# What happened to Loox?



## forevergymcelling (Oct 3, 2022)

title


----------



## Pretty (Oct 3, 2022)

He deleted and is now larping on tiktok as natty


----------



## Moggie (Oct 3, 2022)

CCP got him


----------



## Hipcel (Oct 3, 2022)

ShortBrownandUgly said:


> *He deleted* and is now larping on tiktok as natty


Hopefully the same happens with OP


----------



## forevergymcelling (Oct 3, 2022)

ShortBrownandUgly said:


> He deleted and is now larping on tiktok as natty


link his account


----------



## Moggie (Oct 3, 2022)

forevergymcelling said:


> link his account


@androgenic

"Posts 5 Reputation 46" jfl he paid the mods to delete his posts









androgenic (@androgenicogre) | TikTok


androgenic (@androgenicogre) on TikTok | 590K Likes. 17K Followers. 6’5 95kg. Women’s rights and body positivity activist. 🇦🇺 IG @androgenicogre.Watch the latest video from androgenic (@androgenicogre).




www.tiktok.com


----------



## Beastimmung (Oct 3, 2022)

Doing gods work looksminning normies


----------



## Deleted member 18840 (Oct 3, 2022)

Moggie said:


> @androgenic
> 
> "Posts 5 Reputation 46" jfl he paid the mods to delete his posts
> 
> ...


Its always same videos. No added value, people get bored. His face looks noticeably worse when its not pics that he morphs so thats probably why he deleted the videos.


----------



## TUSSELEIF (Oct 3, 2022)

Deleting ur posts so easily shouldn’t be allowed, greedy admins


----------



## Beastimmung (Oct 3, 2022)

Nobagger said:


> Deleting ur posts so easily shouldn’t be allowed, greedy admins


"We do not mass delete"  





Unless 💸💸💸🤑🤑🤑

greedy mods


----------



## AlexBrown84 (Oct 3, 2022)

Test


----------



## Hoso (Oct 3, 2022)

chad song choice on his latest video


----------



## 8PSLcel (Oct 3, 2022)

Beastimmung said:


> "We do not mass delete"
> View attachment 1892903
> 
> 
> ...


Bro. I got all the threads I wasn't happy with deleted for free. Just be nice and they're do it.


----------



## Beastimmung (Oct 3, 2022)

8PSLcel said:


> Bro. I got all the threads I wasn't happy with deleted for free. Just be nice and they're do it.

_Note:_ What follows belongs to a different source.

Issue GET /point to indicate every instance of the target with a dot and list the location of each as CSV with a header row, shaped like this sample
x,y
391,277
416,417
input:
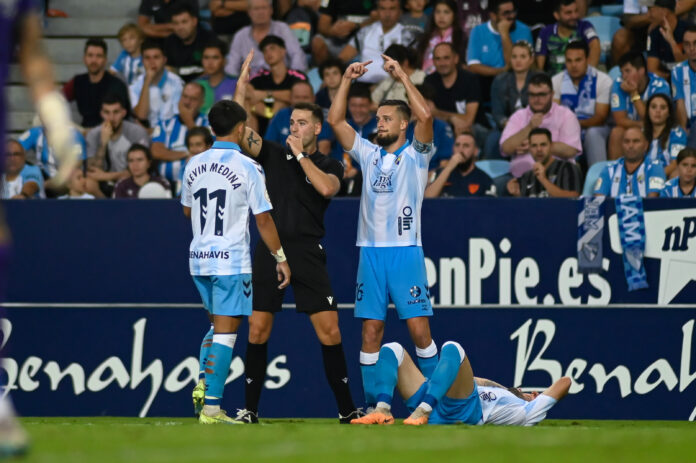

He got mass deleted though. And your threads have never started interesting discussion, his yes


----------



## 8PSLcel (Oct 3, 2022)

Beastimmung said:


> He got mass deleted though. And your threads have never started interesting discussion, his yes


ah piss off. If you're gonna start being mean.


----------



## Beastimmung (Oct 3, 2022)

8PSLcel said:


> ah piss off. If you're gonna start being mean.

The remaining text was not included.